On the boulevard Raspail the vélo-taxis, those ridiculous bicycle contraptions, were like gulls migrating along a river of black ice and snow. In the faint pinpricks of the headlamps, and those of the autobus au gazogène and lorries, they showed up suddenly, their drivers frantically trying to get out of the way and not hit one another. Breath steamed in the fifteen degrees of frost. Their eyes were harried, desperate, their passengers laughing, making a great joke of it all or simply not caring as they kissed their girlfriends and tried to do other things beneath the heaps of throw rugs, old scraps of carpet, or blankets.

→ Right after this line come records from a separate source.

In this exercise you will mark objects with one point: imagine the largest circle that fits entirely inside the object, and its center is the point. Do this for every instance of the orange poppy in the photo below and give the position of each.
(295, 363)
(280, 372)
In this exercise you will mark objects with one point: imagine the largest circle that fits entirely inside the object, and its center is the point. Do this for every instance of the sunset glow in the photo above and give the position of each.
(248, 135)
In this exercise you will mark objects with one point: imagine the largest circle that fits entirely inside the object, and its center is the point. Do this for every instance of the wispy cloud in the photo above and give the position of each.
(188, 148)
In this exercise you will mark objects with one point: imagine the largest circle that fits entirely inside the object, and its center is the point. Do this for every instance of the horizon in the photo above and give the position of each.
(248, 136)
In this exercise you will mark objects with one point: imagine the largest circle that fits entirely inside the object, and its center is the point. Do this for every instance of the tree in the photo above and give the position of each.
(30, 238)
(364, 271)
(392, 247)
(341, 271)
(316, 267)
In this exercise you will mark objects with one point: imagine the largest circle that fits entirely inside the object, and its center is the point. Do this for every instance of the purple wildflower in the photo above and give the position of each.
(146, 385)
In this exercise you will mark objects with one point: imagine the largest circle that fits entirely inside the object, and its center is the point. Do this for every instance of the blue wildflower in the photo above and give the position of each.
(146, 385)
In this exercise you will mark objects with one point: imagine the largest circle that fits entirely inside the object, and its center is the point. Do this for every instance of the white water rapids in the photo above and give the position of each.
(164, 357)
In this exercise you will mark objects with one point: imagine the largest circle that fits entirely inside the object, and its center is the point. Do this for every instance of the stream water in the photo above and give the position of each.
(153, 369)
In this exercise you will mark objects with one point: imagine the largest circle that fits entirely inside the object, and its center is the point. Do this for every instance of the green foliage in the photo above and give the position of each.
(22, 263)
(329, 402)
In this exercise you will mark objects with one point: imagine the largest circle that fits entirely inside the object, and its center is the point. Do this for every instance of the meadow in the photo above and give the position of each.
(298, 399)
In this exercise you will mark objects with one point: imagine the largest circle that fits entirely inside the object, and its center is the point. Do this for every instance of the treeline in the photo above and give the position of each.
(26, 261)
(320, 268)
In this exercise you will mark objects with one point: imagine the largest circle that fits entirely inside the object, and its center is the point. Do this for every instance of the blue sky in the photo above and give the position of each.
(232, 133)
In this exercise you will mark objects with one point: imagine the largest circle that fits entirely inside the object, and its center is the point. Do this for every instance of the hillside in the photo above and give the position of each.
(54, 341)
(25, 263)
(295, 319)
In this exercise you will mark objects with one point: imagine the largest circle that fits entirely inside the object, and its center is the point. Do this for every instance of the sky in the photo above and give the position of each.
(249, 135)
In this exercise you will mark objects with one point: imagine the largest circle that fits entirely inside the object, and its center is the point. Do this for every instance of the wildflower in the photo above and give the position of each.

Hermann turned on to the boulevard Saint-Germain. They were making for the quais and the pont de l’Alma. Then it was straight north up the avenue George-V to the Lido, the Champs-Élysées and Number 78.
Hasse had been under psychiatric care for some time. There had been repeated visits to the escort service, weekends with a Mademoiselle Monique Reynard at Saint-Germain-en-Laye. A qualified psychotherapist, or so they had been told. Everything had been laid on by Oberg of the avenue Foch, the Butcher of Poland. ‘One has to learn to live again,’ Hasse had said, ‘that’s what they tell people like myself. Personally, I think it’s a waste of time.’ Of time …
No matter how hard St-Cyr tried not to think of it, the sketch of Nénette they had found in the Grande-Chaumière was seen in memory against those of Herr Hasse’s storeroom, sketches of naked schoolgirls whose screams the Attack Leader had once heard and still did.